A testimony to Black raspberries

Ok so at the young age of 26 (I am being sarcastic because this is silly), I finally had my first black raspberry; from my backyard! We've been waiting for the raspberries to ripen and this is their third year so it's our first kind of sizeable haul.

Mike likes to eat berries like a bear (get on his tiptoes and eat them straight off the vine). It's a sight I'll have to capture sometime. I picked for about 30 minutes, carefully avoiding prickers and bird netting, and got about 35-45 berries- just enough for us to chomp up for dessert.

If you haven't had fresh black raspberries: Plant some. Pick some. Eat some!



Saturday, June 25, 2011

Homeward bound

In Columbus, Ohio for the weekend visiting my parents and I brought along my grandma as well! Enjoying my stay- looking forward to checking out the Worthington Farmers Market and wondering if the "City Center" market is up and running yet? :)

Looking forward to making some homemade goodies for my mom & dad, who have a boot and a huge inflated arm, respectively, because of a biking crash. Also going to help my mom out in the garden- its about time the tables were turned! Usually they're such helpers to me and I'm looking to re-pay a small fraction of that :)
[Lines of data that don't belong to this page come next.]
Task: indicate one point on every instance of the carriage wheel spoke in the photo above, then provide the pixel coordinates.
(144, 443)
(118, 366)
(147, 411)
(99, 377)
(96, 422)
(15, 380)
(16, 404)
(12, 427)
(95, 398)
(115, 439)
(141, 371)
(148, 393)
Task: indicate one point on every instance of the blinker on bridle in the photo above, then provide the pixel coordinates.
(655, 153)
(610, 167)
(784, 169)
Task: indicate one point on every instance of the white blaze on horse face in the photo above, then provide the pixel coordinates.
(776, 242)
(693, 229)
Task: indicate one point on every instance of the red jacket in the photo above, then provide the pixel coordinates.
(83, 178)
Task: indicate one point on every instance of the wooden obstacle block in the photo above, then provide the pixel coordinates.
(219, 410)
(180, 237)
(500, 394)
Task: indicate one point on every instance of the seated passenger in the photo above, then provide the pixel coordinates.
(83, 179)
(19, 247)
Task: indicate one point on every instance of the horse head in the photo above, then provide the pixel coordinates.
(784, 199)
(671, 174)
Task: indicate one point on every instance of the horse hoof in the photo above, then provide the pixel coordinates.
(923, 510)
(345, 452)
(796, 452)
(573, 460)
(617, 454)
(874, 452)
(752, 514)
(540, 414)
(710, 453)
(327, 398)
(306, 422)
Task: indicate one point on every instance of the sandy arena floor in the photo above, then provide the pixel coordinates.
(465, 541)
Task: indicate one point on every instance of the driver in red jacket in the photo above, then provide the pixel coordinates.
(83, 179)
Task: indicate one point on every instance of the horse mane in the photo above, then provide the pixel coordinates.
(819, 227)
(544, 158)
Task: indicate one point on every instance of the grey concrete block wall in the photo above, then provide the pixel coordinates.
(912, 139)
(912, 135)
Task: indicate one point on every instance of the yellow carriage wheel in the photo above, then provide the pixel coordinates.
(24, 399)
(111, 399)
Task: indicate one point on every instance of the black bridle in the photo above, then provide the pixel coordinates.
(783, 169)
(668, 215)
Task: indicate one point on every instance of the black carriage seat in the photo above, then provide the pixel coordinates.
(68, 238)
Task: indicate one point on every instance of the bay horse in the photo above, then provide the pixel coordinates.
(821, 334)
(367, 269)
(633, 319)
Need to update with pictures but I've canned 2 batches of strawberry jam already- its that time already! I hope to get it one more batch before strawberry season is over.


Wednesday, June 8, 2011

Asparagus, Onion, and Garlic scape Frittata

It may come as a surprise, but I'm kind of a picky eater. Most of it I attribute to trying something once when I was 8 years old, disliking it, and then refusing to try it ever again, on principle. I'm also stubborn, by the way :) So when Asparagus Season rolls around, I get creative. I am not a big fan of steamed asaparagus, asparagus in butter, etc. etc. but I DO eat asparagus if it's hidden semi-well, or chopped up into smaller pieces. Since our Farmers' Market opened in May, I have been coming up with Asparagus Hider recipes, including Asapargus Risotto and chopping up asparagus and putting it into my favorite potato salad recipe. It was time for a change tonight, so I decided to invent.
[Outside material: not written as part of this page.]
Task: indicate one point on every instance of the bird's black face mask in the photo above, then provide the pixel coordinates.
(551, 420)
Have you ever made a frittata before? Maybe I'm weird, but I never have, and I really haven't eaten quiche or frittatas all that much. A co-worker brought in a wedge of homemade frittata today with what looked like asparagus and other deliciousness, and I decided to copy her. Maybe it wasn't so inventive but oh well.
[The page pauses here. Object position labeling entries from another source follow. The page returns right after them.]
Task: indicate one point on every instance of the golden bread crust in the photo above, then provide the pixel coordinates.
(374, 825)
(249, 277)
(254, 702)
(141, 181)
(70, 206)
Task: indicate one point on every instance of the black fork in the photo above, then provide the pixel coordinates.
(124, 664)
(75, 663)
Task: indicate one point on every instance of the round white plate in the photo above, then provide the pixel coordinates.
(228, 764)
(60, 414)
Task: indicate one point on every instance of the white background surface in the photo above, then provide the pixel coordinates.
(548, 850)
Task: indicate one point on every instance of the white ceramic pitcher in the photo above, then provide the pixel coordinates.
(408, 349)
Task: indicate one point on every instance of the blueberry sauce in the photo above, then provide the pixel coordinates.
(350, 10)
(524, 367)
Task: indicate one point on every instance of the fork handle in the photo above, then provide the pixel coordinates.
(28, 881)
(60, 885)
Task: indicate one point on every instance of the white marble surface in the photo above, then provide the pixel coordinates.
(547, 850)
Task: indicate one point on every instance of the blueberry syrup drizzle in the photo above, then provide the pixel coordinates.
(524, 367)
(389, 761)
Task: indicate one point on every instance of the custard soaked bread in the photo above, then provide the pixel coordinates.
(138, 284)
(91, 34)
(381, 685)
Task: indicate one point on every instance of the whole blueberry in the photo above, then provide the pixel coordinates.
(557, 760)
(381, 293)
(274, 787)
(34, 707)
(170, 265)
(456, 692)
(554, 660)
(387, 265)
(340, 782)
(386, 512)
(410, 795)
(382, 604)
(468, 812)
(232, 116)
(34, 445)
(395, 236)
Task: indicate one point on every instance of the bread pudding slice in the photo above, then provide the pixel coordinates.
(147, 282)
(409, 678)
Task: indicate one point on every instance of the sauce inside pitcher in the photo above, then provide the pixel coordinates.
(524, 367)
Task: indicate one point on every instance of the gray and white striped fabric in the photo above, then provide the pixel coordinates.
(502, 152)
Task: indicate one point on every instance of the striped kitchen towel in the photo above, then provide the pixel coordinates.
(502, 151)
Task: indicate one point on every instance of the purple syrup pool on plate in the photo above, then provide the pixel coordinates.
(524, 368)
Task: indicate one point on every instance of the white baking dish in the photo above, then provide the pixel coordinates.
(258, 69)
This is also an All-Local dish, which always put a feather in my theoretic cap. Storage onions, fresh garlic scapes and asparagus, oregano from my garden. The ginger isn't local, but you can't be perfect all the time!

Asparagus, Onion, and Garlic Scape Frittata

Ingredients:

6 eggs
6 stalks of asparagus
1 garlic scape (or 1 clove of garlic)
1/2 onion
oregano to taste
rosemary to taste
ginger to taste
1/2 tsp salt
1/2 tsp pepper

Pre-heat the oven to 375 degrees. While the oven heats up, chop up the asparagus into small pieces, halve the onion, take one half, and slice it length wise into small strips, and finely slice garlic scapes, or chop up garlic. Take a small frying pan, put it on the stove, and heat up a tablespoon of olive oil. Once it's going, add the veggies mixture, and cook for 5 minutes. Meanwhile, crack the eggs into a larger bowl, add oregano, rosemary, ginger, salt and pepper, and whisk until well mixed. Add the veggie mix into the egg mix, and stir them all together.

Get out a 8x8 baking dish or a 9" pie dish, and oil lightly. Pour the fritatta mixture into the pan, and pop into the oven for 30-35 minutes, until top of frittata is golden brown. Enjoy!